How severe does this issue affect your experience of using Ray?

  • High: It blocks me to complete my task.

Heya, I have a custom environment built in Unity. In Unity, I use ML-Agents, which also provides an Academy.Instance.StatsRecorder to track custom data in the environment. This is how I was hoping this would work:

    from mlagents_envs.side_channel.environment_parameters_channel import EnvironmentParametersChannel
    from mlagents_envs.side_channel.stats_side_channel import StatsSideChannel
    
    env_setup_channel = EnvironmentParametersChannel()
    env_setup_channel .set_float_parameter("training", 1)

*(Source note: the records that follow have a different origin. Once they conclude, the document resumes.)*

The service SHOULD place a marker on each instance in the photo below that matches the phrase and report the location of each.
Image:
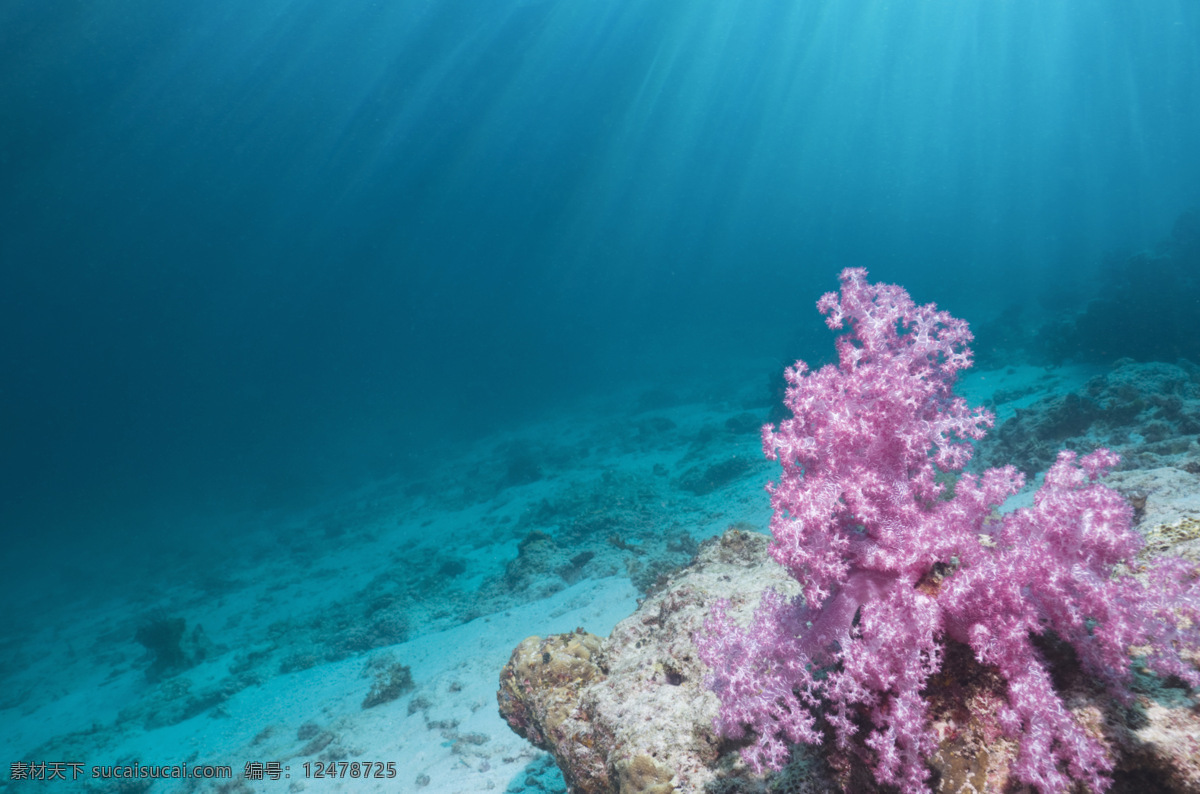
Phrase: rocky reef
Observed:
(631, 714)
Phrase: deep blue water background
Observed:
(256, 252)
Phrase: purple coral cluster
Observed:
(895, 557)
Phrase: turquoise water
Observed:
(255, 257)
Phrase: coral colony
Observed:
(897, 558)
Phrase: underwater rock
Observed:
(631, 713)
(1146, 413)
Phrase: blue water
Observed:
(256, 253)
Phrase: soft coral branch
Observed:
(864, 523)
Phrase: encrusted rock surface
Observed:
(630, 714)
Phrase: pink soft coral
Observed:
(865, 524)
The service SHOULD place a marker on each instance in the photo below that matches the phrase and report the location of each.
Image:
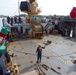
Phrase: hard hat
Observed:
(39, 44)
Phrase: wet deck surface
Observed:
(57, 55)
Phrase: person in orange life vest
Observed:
(39, 53)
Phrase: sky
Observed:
(48, 7)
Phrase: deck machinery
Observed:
(31, 8)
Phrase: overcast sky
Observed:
(49, 7)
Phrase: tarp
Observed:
(73, 13)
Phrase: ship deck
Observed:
(58, 55)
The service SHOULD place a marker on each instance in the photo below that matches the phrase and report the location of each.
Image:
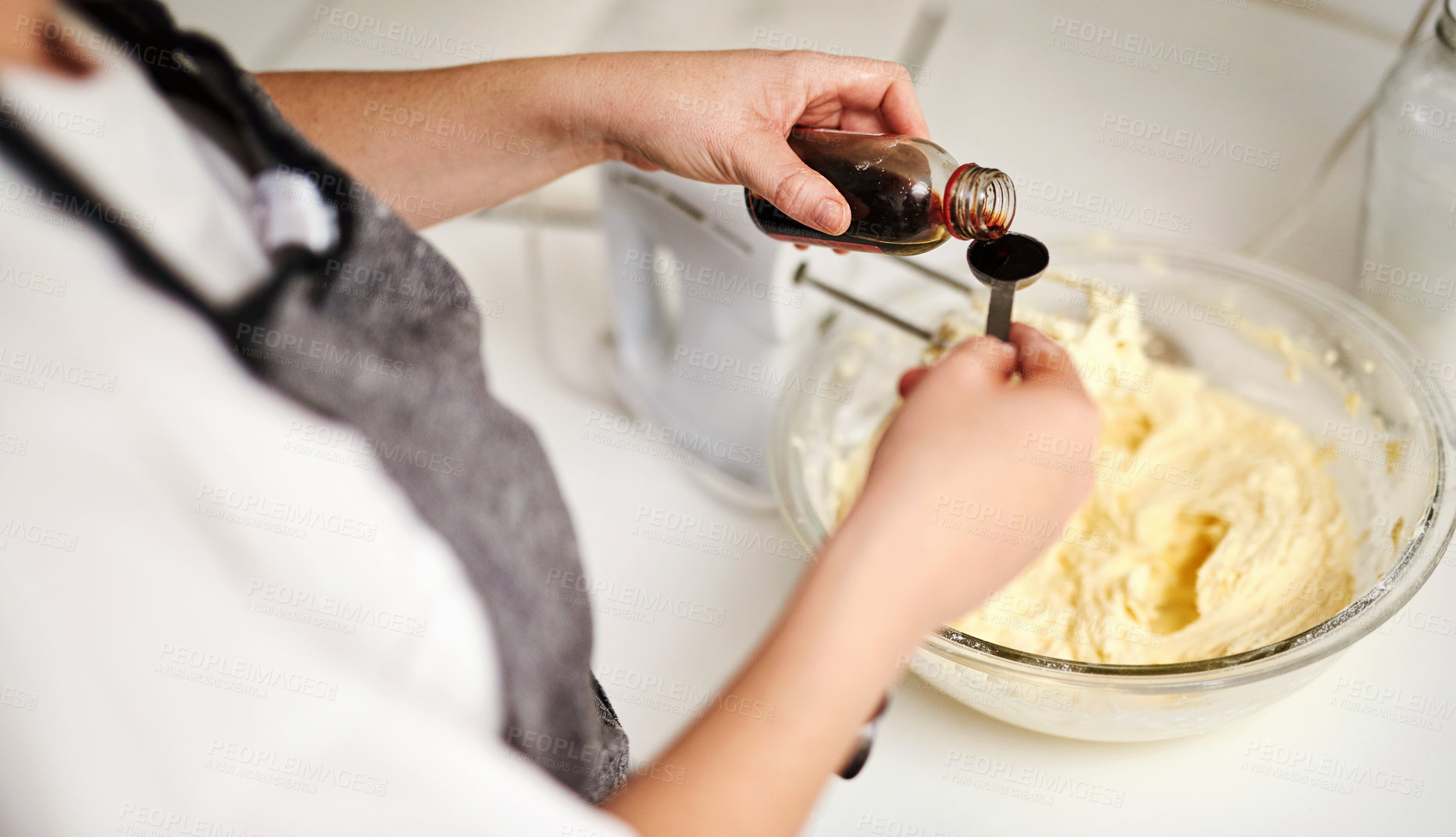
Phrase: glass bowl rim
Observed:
(1423, 550)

    # This is what I'm interested in:
    stats_channel = StatsSideChannel()

    tune.register_env(
        "unity3d",
        lambda c: CustomEnv(
            file_name=FILE_NAME,
            no_graphics=True,
            episode_horizon=EPISODE_HORIZON,
            side_channel=[env_setup_channel, stats_channel],
        ),
    )

The env_setup_channel is passing parameters to the Unity environment, which works well when I use RLLibs tune.Tuner to run training:

    results = tune.Tuner(
        "PPO",
        param_space=config.to_dict(),
        run_config=air.RunConfig(
            stop=stop,
            verbose=2,
            checkpoint_config=air.CheckpointConfig(
                checkpoint_frequency=5,
                checkpoint_at_end=True,
            ),
        ),
    ).fit()

However I was expecting for the stats that I’m adding to my Academy.Instance.StatsRecorder in the Unity environment, would show up when I open the training results in tensorboard. (this is the behaviour in Unitys ML-Agents)

Am I missing something? Maybe sven1977 has an idea? Thank you!

I just found out how to do it:

  1. Create a custom callback:
from ray.rllib.algorithms.callbacks import DefaultCallbacks

class CustomMetricsCallback(DefaultCallbacks):
    def on_episode_end(self, worker, base_env, policies, episode, **kwargs):
        unity_env = base_env.get_sub_environments()[0]
        stats_side_channel = unity_env.stats_channel.stats

        for key, metric in stats_side_channel.items():
            episode.custom_metrics[key] = sum([value[0] for value in metric]) / len(
                metric
            )
  1. Then add it to the config:
config = (
    PPOConfig()
    ...
    .callbacks(CustomMetricsCallback)
)